AC (alternating current) and DC (direct current) are the two different types of current used in arc welders. When the output current is AC, this welding machine is called a welding transformer or a coil-type arc welding machine. On the other hand, if the output current is DC, then we call it a welding rectifier, which generally comes in three types: inverter-type welding machine, diode-based welding rectifier, and thyristor-based welding rectifier.

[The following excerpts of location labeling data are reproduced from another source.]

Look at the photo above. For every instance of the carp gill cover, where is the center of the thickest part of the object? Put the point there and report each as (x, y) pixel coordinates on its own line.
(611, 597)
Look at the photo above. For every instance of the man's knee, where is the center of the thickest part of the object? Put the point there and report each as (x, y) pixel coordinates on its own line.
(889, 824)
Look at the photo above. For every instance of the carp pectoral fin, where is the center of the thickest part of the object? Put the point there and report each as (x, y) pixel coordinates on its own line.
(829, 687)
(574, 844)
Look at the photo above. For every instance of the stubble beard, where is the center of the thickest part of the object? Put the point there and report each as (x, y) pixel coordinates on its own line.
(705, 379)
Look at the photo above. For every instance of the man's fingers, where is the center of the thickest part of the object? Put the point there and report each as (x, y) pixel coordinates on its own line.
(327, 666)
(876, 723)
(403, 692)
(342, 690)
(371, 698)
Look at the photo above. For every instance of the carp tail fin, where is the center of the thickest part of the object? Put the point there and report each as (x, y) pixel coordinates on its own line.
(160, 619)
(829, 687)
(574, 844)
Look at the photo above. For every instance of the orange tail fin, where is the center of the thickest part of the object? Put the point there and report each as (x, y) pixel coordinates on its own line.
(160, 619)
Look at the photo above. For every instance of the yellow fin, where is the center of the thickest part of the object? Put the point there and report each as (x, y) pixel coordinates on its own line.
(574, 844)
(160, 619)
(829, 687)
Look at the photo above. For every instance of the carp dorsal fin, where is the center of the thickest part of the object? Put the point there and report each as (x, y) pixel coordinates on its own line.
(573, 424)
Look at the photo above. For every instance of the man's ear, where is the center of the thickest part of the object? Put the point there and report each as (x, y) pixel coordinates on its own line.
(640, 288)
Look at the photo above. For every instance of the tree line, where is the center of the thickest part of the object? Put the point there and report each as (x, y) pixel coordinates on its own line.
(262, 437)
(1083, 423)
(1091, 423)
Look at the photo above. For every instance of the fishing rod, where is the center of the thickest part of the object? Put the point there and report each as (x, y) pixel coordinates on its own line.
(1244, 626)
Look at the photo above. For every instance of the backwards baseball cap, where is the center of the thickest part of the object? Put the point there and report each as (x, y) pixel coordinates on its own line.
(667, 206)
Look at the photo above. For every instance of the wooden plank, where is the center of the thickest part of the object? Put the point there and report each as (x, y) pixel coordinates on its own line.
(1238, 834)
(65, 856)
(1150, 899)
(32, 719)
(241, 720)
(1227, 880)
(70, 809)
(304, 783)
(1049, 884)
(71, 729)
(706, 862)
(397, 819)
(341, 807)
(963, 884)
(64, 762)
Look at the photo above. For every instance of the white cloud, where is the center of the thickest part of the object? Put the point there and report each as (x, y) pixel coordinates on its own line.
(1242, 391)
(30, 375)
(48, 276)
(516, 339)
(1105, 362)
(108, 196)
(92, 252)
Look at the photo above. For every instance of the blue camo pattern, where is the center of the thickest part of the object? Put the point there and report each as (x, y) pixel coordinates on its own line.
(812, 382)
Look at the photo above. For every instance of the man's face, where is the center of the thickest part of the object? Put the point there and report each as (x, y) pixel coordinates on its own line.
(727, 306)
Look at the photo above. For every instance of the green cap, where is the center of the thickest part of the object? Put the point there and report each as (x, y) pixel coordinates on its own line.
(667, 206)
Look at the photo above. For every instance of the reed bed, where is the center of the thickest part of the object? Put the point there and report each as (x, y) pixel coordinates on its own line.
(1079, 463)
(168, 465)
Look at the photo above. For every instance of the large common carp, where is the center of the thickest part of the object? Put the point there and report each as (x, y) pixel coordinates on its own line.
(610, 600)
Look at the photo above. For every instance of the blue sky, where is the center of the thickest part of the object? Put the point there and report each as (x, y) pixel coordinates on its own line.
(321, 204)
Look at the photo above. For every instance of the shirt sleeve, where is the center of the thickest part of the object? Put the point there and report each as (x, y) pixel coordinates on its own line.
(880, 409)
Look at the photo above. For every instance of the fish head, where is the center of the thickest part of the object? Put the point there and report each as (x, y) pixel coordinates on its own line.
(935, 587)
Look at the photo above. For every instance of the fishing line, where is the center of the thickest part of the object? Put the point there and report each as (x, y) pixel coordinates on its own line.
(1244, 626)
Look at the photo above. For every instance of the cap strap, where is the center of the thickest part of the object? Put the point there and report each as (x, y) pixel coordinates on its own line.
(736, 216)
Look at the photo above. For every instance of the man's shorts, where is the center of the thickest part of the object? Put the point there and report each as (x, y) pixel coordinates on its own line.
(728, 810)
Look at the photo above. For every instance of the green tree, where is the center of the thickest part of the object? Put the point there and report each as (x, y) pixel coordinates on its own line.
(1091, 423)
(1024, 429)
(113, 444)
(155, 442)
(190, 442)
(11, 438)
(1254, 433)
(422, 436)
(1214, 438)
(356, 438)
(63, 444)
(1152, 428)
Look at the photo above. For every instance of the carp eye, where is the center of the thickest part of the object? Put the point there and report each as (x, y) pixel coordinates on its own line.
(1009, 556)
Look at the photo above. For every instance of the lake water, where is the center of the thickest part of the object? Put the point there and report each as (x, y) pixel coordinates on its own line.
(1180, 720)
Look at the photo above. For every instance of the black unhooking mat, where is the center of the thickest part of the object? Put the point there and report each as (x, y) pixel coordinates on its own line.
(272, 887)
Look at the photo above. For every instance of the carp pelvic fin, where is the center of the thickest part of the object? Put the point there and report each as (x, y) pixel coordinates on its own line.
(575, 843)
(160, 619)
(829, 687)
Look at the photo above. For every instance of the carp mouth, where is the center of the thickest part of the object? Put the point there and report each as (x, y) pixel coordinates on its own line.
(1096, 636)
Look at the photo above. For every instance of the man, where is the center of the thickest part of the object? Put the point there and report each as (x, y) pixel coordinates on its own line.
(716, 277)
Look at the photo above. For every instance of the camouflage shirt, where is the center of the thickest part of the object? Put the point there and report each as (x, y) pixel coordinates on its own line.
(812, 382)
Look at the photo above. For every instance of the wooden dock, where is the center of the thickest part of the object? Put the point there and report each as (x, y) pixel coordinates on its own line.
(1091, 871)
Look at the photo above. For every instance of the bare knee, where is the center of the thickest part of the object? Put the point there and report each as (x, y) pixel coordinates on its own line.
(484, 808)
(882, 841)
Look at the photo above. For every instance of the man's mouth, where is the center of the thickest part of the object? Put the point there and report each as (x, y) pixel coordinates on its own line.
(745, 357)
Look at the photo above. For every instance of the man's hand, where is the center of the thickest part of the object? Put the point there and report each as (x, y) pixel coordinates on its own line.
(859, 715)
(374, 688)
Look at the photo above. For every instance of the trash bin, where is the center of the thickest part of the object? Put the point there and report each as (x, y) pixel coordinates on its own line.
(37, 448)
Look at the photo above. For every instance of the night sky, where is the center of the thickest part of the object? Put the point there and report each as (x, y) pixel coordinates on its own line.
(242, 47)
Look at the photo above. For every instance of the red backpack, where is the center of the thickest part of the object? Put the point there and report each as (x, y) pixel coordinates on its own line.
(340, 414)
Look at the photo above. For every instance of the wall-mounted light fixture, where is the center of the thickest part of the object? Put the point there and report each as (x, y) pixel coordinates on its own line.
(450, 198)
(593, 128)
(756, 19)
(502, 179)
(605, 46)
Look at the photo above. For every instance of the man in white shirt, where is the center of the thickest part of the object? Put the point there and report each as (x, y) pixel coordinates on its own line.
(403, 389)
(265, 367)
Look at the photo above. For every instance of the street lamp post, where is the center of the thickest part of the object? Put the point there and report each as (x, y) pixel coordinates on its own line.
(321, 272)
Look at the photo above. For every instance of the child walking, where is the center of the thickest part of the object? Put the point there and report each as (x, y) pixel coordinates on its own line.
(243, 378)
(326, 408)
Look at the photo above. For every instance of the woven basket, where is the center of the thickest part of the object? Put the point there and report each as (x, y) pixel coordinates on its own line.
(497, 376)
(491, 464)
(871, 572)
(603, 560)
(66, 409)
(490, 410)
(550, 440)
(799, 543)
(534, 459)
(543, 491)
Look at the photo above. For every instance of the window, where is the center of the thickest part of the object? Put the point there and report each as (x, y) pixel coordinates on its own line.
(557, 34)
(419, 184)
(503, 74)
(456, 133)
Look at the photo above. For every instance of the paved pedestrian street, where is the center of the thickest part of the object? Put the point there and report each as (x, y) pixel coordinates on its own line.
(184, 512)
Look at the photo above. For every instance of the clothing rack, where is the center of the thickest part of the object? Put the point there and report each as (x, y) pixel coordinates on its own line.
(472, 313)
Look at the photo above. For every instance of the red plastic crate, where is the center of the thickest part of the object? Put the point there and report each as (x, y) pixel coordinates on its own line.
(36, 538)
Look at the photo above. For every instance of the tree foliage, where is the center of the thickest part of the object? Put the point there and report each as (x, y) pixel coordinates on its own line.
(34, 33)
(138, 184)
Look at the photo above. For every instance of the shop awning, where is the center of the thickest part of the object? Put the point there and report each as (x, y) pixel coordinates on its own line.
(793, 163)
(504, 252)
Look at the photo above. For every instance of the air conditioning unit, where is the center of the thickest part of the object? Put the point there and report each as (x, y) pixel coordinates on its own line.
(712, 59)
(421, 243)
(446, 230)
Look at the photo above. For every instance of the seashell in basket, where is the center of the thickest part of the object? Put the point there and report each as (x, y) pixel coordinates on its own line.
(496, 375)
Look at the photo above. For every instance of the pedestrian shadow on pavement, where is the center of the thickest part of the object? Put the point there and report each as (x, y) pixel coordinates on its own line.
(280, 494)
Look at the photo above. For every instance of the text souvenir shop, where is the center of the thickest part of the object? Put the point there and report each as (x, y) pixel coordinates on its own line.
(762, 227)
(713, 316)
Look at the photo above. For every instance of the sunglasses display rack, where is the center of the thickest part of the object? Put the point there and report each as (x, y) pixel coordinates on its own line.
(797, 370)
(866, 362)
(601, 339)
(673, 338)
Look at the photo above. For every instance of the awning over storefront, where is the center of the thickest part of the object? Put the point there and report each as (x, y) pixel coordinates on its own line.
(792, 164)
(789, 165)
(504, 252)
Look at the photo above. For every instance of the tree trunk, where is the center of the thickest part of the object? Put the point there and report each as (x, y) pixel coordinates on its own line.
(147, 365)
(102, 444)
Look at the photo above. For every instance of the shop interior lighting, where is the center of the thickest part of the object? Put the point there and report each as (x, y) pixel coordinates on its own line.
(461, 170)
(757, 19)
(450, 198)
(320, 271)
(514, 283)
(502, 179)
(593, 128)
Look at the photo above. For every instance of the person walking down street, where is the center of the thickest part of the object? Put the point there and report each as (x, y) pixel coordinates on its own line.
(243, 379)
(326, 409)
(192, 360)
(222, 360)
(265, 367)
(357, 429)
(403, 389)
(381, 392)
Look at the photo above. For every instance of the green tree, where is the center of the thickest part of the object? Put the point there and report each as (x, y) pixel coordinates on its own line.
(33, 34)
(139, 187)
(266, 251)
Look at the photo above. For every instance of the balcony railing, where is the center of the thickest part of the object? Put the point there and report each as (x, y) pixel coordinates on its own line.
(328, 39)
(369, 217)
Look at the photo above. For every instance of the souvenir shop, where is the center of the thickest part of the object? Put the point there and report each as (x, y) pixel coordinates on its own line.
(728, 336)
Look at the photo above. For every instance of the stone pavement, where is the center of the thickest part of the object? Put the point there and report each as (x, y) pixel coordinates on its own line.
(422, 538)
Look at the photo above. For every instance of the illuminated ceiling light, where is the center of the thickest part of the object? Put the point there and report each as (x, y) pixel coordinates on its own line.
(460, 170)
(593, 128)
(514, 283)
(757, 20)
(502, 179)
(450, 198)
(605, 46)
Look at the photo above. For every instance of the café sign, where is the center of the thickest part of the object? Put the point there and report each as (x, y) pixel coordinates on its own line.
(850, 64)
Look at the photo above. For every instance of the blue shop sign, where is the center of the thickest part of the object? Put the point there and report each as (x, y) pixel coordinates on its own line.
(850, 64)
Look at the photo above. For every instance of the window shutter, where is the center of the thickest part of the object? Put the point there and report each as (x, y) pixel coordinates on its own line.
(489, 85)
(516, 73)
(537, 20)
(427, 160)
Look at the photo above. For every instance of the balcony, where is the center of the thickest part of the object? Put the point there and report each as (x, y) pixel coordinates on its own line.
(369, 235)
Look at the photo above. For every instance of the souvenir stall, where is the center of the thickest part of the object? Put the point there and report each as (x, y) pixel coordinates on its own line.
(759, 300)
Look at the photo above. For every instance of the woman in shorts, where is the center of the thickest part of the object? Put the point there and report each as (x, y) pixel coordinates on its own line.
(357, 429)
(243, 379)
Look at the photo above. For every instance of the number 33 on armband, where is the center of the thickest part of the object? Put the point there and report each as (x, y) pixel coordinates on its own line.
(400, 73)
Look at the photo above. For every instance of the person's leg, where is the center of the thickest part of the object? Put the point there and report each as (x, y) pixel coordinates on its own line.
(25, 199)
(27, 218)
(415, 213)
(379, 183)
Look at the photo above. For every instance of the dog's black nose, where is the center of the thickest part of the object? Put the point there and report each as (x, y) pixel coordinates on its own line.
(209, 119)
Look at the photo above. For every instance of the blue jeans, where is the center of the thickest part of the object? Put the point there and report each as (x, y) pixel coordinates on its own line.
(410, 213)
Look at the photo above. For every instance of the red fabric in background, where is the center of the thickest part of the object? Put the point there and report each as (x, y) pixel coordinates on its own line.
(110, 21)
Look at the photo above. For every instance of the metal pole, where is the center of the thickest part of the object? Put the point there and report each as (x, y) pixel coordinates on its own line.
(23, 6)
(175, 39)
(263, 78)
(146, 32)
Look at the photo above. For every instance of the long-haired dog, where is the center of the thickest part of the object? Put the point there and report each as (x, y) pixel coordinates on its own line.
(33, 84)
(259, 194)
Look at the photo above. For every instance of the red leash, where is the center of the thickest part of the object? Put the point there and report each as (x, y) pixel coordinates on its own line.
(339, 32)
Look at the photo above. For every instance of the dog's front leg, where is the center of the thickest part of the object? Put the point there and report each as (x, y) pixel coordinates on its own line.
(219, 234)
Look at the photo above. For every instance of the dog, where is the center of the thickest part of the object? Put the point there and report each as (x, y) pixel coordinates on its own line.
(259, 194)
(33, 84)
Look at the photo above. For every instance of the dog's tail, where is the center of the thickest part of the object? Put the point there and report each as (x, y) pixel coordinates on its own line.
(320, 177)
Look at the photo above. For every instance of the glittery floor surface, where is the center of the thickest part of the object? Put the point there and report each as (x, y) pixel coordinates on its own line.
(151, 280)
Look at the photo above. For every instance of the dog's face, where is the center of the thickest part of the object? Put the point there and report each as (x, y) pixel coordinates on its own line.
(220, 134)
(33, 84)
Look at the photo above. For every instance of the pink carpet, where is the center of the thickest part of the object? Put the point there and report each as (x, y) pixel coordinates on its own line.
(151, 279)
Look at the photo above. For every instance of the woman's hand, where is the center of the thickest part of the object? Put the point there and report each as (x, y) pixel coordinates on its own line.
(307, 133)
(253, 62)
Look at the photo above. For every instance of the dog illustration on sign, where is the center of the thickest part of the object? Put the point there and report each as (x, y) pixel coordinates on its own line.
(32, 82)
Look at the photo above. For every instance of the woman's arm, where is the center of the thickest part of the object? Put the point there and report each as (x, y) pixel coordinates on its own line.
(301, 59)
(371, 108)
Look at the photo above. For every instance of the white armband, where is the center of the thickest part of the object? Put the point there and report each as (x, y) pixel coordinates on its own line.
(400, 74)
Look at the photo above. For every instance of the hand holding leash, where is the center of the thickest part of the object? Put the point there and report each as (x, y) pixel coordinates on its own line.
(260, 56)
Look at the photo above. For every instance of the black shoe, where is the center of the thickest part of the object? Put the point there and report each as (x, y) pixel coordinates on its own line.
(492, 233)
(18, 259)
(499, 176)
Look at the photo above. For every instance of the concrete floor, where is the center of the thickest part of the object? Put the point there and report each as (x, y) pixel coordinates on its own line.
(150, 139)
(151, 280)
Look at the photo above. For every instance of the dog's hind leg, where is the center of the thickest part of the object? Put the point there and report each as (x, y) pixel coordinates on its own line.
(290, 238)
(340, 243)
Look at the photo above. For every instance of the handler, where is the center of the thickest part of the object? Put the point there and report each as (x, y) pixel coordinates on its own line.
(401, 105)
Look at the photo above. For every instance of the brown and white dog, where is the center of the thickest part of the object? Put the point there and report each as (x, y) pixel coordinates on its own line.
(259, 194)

Stick welding can work using alternating (AC) or direct (DC) power sources. However, direct current is the preferred polarity for stick welding as it offers several benefits, including a smoother and more stable arc, less spatter, and easier overhead welding. Common electrodes used for general welding work include 6010, 6013, and 7018. With 6010 electrodes, deeper penetration is possible compared to 6013 electrodes. DC welding is also suitable for melting all welding electrodes, including 6010 and 7018. Use 7018 electrodes for better bead shape and higher strength welds.